Household-name Moderna rolls out a self-aware campaign for Spikevax vaccine

With Moderna's full approval for its COVID vaccine, Spikevax, comes a full-throttle approach to talking up its shot—and itself. 

In a video, which runs on its new Spikevax.com site and on its YouTube subsite (where comments are switched off), the biopharma wants you to "meet Spikevax”; though, to most Americans, the “Moderna shot”—as opposed to the “Pfizer shot"—is probably how it is better known.

The narrator, and the team behind the video, are only too aware of this, and she says: “Hi, we’re Spikevax. You’ve probably heard of us, or at least our company, Moderna.”

The video, which is more than six minutes long, is hardly a DTC commercial. It's more of an explainer campaign to tell viewers more about the shot, how it works and, in part, to dispel some of the misinformation about Moderna's mRNA technology.

Primarily animated, with dark purple and reds as the predominant coloring, the video uses upbeat jazz-lite music and a conversational approach to discussing the science behind the vaccine.

The video arrived in the same week that the company linked itself to sumo wrestling in Japan in a series of new ads.
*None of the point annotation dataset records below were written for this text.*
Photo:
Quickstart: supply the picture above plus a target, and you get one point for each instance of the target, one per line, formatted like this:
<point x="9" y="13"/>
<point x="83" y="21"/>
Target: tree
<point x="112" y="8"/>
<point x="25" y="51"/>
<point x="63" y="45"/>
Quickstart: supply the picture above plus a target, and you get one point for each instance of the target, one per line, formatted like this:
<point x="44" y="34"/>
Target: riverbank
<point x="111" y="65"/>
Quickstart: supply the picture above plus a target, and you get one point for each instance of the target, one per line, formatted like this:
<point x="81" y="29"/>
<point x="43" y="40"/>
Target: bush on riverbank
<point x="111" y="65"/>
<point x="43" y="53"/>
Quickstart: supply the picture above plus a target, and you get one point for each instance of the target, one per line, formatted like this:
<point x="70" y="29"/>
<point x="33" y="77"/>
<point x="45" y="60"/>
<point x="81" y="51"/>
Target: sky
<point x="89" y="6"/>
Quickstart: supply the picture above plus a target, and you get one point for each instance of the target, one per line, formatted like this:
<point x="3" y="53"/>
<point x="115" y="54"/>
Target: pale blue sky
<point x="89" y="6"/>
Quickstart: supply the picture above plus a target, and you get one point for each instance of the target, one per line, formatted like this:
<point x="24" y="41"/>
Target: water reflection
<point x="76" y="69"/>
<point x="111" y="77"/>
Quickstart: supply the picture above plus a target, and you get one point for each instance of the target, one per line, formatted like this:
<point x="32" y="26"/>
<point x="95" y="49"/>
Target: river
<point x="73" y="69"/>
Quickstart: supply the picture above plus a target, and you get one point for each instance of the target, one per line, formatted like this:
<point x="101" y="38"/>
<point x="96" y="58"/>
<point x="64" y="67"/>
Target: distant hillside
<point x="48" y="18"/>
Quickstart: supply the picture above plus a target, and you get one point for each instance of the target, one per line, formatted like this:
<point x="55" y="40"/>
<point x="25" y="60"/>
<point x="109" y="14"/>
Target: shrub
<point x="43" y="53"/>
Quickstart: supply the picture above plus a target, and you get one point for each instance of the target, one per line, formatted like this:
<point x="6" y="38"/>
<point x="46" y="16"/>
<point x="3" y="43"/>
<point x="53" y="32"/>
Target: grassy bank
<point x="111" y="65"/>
As Massachusetts-based Moderna tries to attract customers to a fourth booster dose—and regain trust after contamination issues—it’s employing ads that include sumo flags and the company name in heavy sumo-style script.

Moderna, which recently predicted $21 billion in Spikevax sales for 2022, is also looking to nab an emergency authorization in the U.S. for its shot in kids older than six this year. Spikevax originally gained its emergency authorization in late 2020 but won its full FDA approval only two months ago.

That approval may grant marketing clearance, but it also requires a lot of safety and prescribing information, provided in the newly released video. In fact, the actual content is only around two minutes 30 seconds long. The remaining four minutes is taken up by the narrator reading out most of the drug’s label with accompanying text.

Pfizer, which makes rival mRNA vaccine Comirnaty, also recently won full FDA approval, and it has already run several new ads that focus on what vaccines have done to help the world. It has not gone hard on Comirnaty branding as yet.